The resistance $R$ of the nichrome wire is given by the formula:

$R = \rho \frac{L}{A}$

where $\rho$ is the resistivity, $L$ is the length, and $A$ is the cross-sectional area of the wire.

The wire has a circular cross-section. The diameter is given as $d = 0.68$ mm. The radius is $r = \frac{d}{2} = \frac{0.68}{2} = 0.34$ mm. Convert the radius to meters: $r = 0.34 \times 10^{-3}$ m. The cross-sectional area $A$ is given by:

$A = \pi r^2 = \pi (0.34 \times 10^{-3})^2 = \pi (0.1156 \times 10^{-6})$ m$^2$.

The length of the wire is $L = 6.4$ m.

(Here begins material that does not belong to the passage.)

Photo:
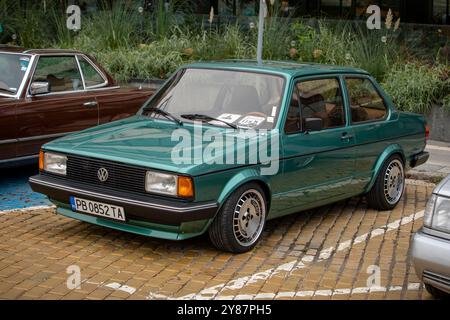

The resistivity of nichrome is $\rho = 1.3 \times 10^{-6} \Omega.m$.

Now, calculate the resistance $R$:

$R = (1.3 \times 10^{-6} \Omega.m) \times \frac{6.4 \text{ m}}{\pi (0.1156 \times 10^{-6}) \text{ m}^2}$

$R = \frac{1.3 \times 6.4}{\pi \times 0.1156} \Omega$

$R = \frac{8.32}{0.1156\pi} \Omega$

Using the value of $\pi \approx 3.14159$:

$R \approx \frac{8.32}{0.1156 \times 3.14159} \approx \frac{8.32}{0.363168} \approx 22.908 \Omega$.

The toaster is operated at a voltage $V = 120$ V. The power $P$ drawn by the toaster is given by the formula:

$P = \frac{V^2}{R}$

$P = \frac{(120 \text{ V})^2}{22.908 \Omega} = \frac{14400}{22.908} \text{ W}$

$P \approx 628.61$ W.

The question asks for the power in the format ____ $\times 10^2$ watt.

$P \approx 628.61$ W $= 6.2861 \times 100$ W $= 6.2861 \times 10^2$ W.

We need to find the value closest to 6.2861 to fill in the blank. Considering the significant figures of the input values (2 significant figures for L, d, $\rho$, and likely V), the result should be rounded to 2 significant figures. $628.61$ rounded to 2 significant figures is $630$. In the format $\times 10^2$, this is $6.3 \times 10^2$. The value to fill in the blank is 6.3.

If we consider rounding the coefficient $6.2861$ to one decimal place, we get 6.3.

The power drawn by the toaster is approximately $6.2861 \times 10^2$ W. The value closest to this, assuming the blank expects a value with a certain precision, is likely obtained by rounding. Based on typical question formats, rounding the coefficient to one decimal place is common when the input data precision suggests a similar level of precision in the result.